Explícame, ¿por qué ahora?
¿Por qué justo cuando estoy a punto de irme, decides hacerme sentir lo que nunca sentí cuando aún estaba dentro?
Cinco días a la semana.
Ocho horas al día.
Y yo, tan tranquila, tan segura de que eso era rutina… que no significaba tanto. Qué fácil era llamarlo costumbre, qué difícil es ahora admitir que tal vez era más que eso… era hogar en cierto modo, aunque nunca lo dije en voz alta.
No me parece justo.
No me parece justo que me enseñes el valor de algo justo cuando lo estoy dejando atrás. Hay una parte de mí que sigue firme, que quiere mantenerse igual, que se repite que esto no es para tanto, que todo el mundo pasa por esto y sigue. Esa parte de mí no quiere ceder, no quiere sentir, no quiere darle importancia.
Pero hay otra… y tú lo sabes.
Esa que no habla mucho, pero que ahora no se calla.
Esa que se pregunta si voy a volver a coincidir con personas así, con momentos así de simples y tan llenos sin darme cuenta. Esa que se da cuenta de que tal vez no era indiferencia… tal vez era ignorancia.
Y aun así… creo que estoy empezando a entenderte. No porque de repente todo deje de doler, ni porque me vuelva más fuerte de lo que ya intenté ser, sino porque por primera vez esto me está importando de verdad. Me está alcanzando sin permiso, como si todo lo que ignoré antes ahora viniera junto, de golpe, recordándome que no era solo rutina, que no eran solo días pasando, que eran personas, momentos, risas que no repetí porque pensé que siempre iban a estar ahí. Y ahora que se van… ahora sí las siento.

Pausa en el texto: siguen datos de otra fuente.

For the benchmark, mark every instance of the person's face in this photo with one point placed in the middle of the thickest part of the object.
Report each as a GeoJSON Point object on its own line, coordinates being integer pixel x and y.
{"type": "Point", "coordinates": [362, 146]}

Así que no te lo voy a prometer bonito. No voy a decir que estoy lista, ni que ya entendí todo esto de crecer, ni que voy a salir de aquí como si nada. Solo te pido algo sencillo, aunque me cueste admitirlo: déjame sentirlo de verdad. Déjame llevarme este nudo, esta mezcla rara de nostalgia y miedo y cariño, sin obligarme a ser fuerte otra vez. Y cuando llegue el último día… no me lo quites de golpe. Déjalo quedarse un poquito más en mí, para que pueda aprender, aunque sea despacio, a despedirme de algo que sin darme cuenta… me estaba construyendo.